Faltou para muita gente ter passado horas e horas limpando penas de galinha de uma cerimônia para os Orixás.
Faltou para muita gente ter visto o milagre de Ògúnté Mi, que materializou um peixe-boi no mar, em decorrência a entrega da Panela de Iyemojá.
Faltou para muita gente ver Ògúnté em terra dançando... Isso é Deus/Deusa puro.
Faltou para muita gente ter ouvido José Jorge de Carvalho e suas geniais lucubrações.
Faltou para muita gente ter amado pessoas loucas.
Faltou para muita gente ter se entregado à tudo que pode nos edificar em prol da luta contra o racismo.
Faltou para muita gente muita coisa negra e indígena.
Faltou para muita gente reconhecer que é branco ou branca e que seu lugar de poder é um desafeto para o povo que luta.
Faltou para mim tanta coisa, ainda assim...

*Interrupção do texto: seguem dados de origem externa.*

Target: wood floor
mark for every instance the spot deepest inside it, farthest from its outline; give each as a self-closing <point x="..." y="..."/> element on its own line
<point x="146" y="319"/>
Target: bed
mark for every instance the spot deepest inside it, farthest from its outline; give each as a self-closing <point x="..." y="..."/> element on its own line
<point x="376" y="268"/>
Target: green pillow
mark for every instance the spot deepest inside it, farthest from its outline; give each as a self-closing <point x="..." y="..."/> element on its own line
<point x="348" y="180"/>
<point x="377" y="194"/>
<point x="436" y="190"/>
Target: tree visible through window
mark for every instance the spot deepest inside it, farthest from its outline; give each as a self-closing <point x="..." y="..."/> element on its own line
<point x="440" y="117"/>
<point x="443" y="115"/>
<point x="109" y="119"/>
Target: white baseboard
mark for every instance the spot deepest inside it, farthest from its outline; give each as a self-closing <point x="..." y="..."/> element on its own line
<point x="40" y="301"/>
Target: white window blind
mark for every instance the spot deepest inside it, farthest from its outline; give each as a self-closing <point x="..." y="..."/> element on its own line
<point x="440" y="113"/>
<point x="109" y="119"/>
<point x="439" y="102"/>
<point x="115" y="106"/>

Portanto, antes de falar, ou contestar o debate decolonial, antes de querer construir um discurso conformista sobre o sincretismo e a relação do cristianismo com o povo de terreiro, veja de onde, e em que condições você está falando. Mesmo sendo democrático o direito de opinar sobre qualquer coisa, creio ser necessário uma reflexo sobre seu lugar de fala. Calar por vezes é necessário. Abra-se para a desconstrução. Tem muita gente sábia que há anos luta para tentar realizar um processo de libertação ideológica ampla para o povo negro e indígena. Se junte a nós, venha caminhar conosco, venha ser parte de um mundo do bem viver e da harmonia social. Venha carregar um bombo nas costas e tocar um maracatu sem reclamar que está doendo os calos causados pelas baquetas na mão.
Salve a fumaça e que não falte para ninguém o direito da luta anti racismo.
Sobô Nirê Mafá!!
“Malunguinho no mundo, é meu braço direito”.